Se alejaba del estanque del
palacio de cristal, y subía hacia el paseo de coches del Retiro, cuando un
destello, reflejo de un rayo de sol, le deslumbró desde la hierba. Un trozo de
cristal, pensó mientras seguía andando. La gente es muy descuidada, se sienta
en la hierba y... Si se tratara de un vidrio roto, alguien podría sentarse
encima y quedar herido.
Volvió sobre sus pasos y examinó
la zona de donde había partido el destello. Se agachó y recogió el cristal que
lo había reflejado. No se trataba de un trozo de vidrio roto, sino de un
pequeño cubo de cristal de menos de un centímetro de lado. Sus seis caras
cuadradas, perfectamente pulidas, tenían un brillo especial. Un cristal de
Swarovsky o algo parecido, pensó. Lo examinó unos instantes. Le pareció bonito,
y se lo guardó en el bolsillo.
No volvió a acodarse del cristal
hasta que por la noche, al ir a acostarse, dejó sobre la mesilla de noche,
junto al reloj de pulsera, todo lo que llevaba en el bolsillo. Nuevamente lo
examinó y se sorprendió de que un objeto tan simple pudiera ser tan hermoso.
Como casi todas las noches, entre
las cuatro y las cinco de la madrugada se despertó, encendió la luz y fue al cuarto
de baño para vaciar la vejiga. Al volver a acostarse y apagar la luz, se dio
cuenta de que el cristal emitía una leve luminosidad verdosa. Lo colocó en la
esquina de la mesilla más cercana a la cama y se quedó mirándolo, acostado,
hasta que se durmió.
La noche siguiente, cuando apagó
la luz del dormitorio, el cubo no emitió luz alguna.
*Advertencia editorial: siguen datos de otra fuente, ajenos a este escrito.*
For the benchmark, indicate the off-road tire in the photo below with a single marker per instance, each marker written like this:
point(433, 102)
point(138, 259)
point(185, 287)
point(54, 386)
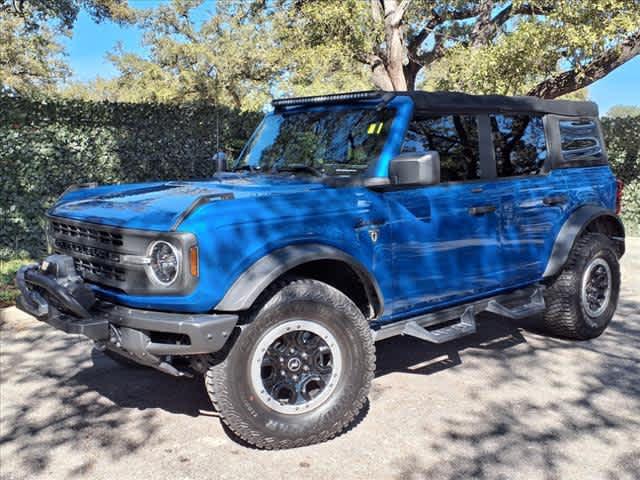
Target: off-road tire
point(229, 384)
point(565, 315)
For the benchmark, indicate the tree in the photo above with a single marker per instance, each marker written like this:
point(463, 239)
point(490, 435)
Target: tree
point(241, 53)
point(544, 48)
point(623, 111)
point(31, 56)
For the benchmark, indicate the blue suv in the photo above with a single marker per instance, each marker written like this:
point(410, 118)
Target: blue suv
point(346, 219)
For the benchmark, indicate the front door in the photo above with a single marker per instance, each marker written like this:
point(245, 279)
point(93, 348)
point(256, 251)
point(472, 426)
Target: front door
point(445, 238)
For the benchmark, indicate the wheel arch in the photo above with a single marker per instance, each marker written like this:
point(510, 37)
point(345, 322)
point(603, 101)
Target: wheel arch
point(588, 218)
point(317, 261)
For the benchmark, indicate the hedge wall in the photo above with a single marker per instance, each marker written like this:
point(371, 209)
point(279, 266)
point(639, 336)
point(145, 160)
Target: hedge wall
point(47, 145)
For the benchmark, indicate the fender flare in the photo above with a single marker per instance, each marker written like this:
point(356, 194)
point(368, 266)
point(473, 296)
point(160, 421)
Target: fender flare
point(572, 228)
point(252, 282)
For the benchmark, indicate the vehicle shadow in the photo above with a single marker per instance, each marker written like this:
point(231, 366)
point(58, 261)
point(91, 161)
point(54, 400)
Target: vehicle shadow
point(101, 400)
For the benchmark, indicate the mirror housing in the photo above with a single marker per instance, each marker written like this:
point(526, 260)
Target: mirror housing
point(415, 169)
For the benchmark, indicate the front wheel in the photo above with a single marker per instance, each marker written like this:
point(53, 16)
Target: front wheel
point(583, 298)
point(300, 371)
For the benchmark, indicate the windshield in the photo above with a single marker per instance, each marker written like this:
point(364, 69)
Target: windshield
point(324, 142)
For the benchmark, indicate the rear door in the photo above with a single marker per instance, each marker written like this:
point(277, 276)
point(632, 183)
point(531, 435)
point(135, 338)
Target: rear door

Lo achacó a que para
activar la fluorescencia se necesitaría una intensidad de luz, como la recibida
en el Retiro, muy superior a la que recibía en una habitación interior. Pero
cuando, como de costumbre, se levantó hacia las cuatro y media, el cubo volvía
a mostrar su verdosa luminosidad. Y con más intensidad que el día anterior.
Por la mañana cogió un metro de
la caja de herramientas y midió las aristas del cubo. Medían algo más de un
centímetro. Once milímetros, para ser exactos. Antes no lo había medido, pero
estaba seguro de que era más pequeño. ¿Era posible que creciese un cubo de
cristal?
Aquella noche, al acostarse, pensó
en quedarse despierto para ver cuando empezaba a emitir luz el cristal. Pero a
las tres y algo de la madrugada le venció el sueño y se durmió.
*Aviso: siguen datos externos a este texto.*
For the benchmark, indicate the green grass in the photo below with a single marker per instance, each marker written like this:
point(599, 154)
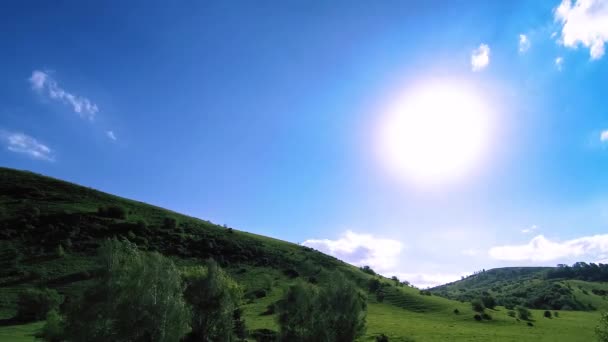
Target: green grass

No durmió mucho, porque cerca de
las cuatro le despertó una sucesión de pequeños crujidos. Abrió los ojos y vio
que el cristal volvía a brillar y que los crujidos se debían a que estaba partiéndose
exactamente por la mitad.
Aquella noche no volvió a dormir.
Se quedó observando cómo las dos mitades del cubo volvían a dividirse dos veces
más hasta convertirse en ocho perfectos cubos más pequeños, que dejaron poco a
poco de emitir su luz. Se levantó, volvió a coger el metro, y los midió. Casi
siete milímetros de lado. Eran casi del
tamaño del cubo original cuando lo recogió en el Retiro.
¿Y si los nuevos cubos también
crecían y se subdividían? En unos días habría sesenta y cuatro, luego
quinientos doce, luego... cuatromil y pico... treintaitantosmil... Tenía que
destruirlos. Tomó un martillo y golpeó con fuerza uno de los cubos.